For the last week I have visited Trinity Hospice where a dear friend, Fr. John Sterling lay dying. His death last night, at 7:30 pm, was a welcome relief in many ways. Fr. John was 84 and had buried his wife about six years ago. At her funeral, a part of him died as well. He was never the same. For a time he continued working at St. Andrews, and I believe that this work was a source of meaning for him. Then he had a stroke on the altar. He recovered enough to return to work, but there was a difference. He had always preached from a text, but now it was noticably more difficult for him. One Sunday he had low sugar and again he went down on the altar. He returned a short time later, but it was clear that his time had passed.

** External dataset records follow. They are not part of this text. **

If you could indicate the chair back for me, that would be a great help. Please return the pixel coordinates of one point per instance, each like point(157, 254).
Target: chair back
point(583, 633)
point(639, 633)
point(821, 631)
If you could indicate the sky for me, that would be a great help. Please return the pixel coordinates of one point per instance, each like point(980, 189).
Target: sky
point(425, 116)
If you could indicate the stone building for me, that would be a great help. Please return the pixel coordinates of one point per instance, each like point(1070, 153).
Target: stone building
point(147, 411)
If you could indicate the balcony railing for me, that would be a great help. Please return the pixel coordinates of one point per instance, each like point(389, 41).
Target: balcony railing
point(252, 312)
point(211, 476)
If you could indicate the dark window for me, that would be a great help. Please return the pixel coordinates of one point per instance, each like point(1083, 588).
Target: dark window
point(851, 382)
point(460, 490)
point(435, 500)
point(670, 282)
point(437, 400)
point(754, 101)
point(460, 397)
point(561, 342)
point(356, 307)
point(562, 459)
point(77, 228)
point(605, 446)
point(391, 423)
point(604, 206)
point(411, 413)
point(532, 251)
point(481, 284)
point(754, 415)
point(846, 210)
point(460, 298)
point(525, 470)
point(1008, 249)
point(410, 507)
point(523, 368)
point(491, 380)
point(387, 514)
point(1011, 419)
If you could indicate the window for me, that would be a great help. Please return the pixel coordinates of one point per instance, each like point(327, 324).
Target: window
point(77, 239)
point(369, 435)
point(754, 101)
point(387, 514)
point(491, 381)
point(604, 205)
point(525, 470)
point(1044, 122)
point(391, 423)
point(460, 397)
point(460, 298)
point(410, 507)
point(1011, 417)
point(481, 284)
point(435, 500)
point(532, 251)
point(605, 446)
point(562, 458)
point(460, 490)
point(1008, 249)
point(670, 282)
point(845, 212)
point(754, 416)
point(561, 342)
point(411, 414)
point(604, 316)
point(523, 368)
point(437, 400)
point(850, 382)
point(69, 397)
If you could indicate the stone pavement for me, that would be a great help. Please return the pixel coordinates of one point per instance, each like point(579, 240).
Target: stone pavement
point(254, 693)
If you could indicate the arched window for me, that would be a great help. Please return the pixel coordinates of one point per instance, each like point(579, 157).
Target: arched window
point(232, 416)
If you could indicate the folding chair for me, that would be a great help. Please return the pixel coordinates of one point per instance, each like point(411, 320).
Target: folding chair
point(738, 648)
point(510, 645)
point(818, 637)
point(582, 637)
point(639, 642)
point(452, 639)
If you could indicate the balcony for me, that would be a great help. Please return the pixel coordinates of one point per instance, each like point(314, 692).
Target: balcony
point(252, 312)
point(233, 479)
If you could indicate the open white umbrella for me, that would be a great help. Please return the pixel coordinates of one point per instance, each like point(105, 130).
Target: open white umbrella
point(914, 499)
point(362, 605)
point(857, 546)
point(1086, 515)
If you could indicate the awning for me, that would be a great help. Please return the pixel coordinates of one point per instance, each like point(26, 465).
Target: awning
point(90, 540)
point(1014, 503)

It is a sad thing to witness the decline of any person, but especially someone as sweet and loving as John. The last two years, he has been home. He handed over his license. He was sad. I called periodically and went by to see him from time to time. He readily expressed his desire to be done with the earth. He made it clear that he would do nothing to hasten his own end, but made it just as clear that his end could not come soon enough.
Sunday, March 20, marked the seventeenth anniversary of my mother's death. My daughter was born almost exactly a year later. My kids never met her. Perhaps some day they will. I do not know how family connections work in the afterlife. Some people are sure that we will be back together with our kin folks. Such family reunions may be heaven for some. Other people say that if they are with their family for eternity it would be hell. I think that is worthy of pondering, too. I am not sure about family reunions in heaven, but I am clear that the central focus will be the Triune God. We are there to love and serve HIM. Everyone else will be secondary.
Fr. John, was called Fr. Love here. He was much gentler and sweeter than I am. I used to tell him, "at least they like you!" He always had a twinkle in his eye and was known for his jokes. His last sermon here, two years ago, was like hearing the Gospel from Bob Hope. But 'Love' and 'Hope' were part of his faith. He was someone who loved and served the Lord. He had a great sense of joy. He was beloved as well as loving. Now he is gone. As I sat with his corpse, praying, I found myself wondering if he was there with me, seeing it all. In those near-death books people claim that they saw family members around their dead bodies. The Bible does not tell us much about the process of dying. It gives us hope that death is not the final word. But I still find myself wondering. Where is he now? What is it like? Is there a purging needed or is there a process of transformation that takes place quickly and painlessly. What do the spirits of the departed do all day? Is there an "all day" on the other side, or is it timeless and "eternally now"? Lots of question, not many answers. But I do know that John entrusted his life to Jesus and tried to live as a follower of Jesus. That is the only answer I do have. I will share with you the two things he said to me most often: "The Lord does not tell us that we have to be successful, just faithful" and "We need to say our prayers and do our best and leave the rest to the Lord." That is a nice epitath.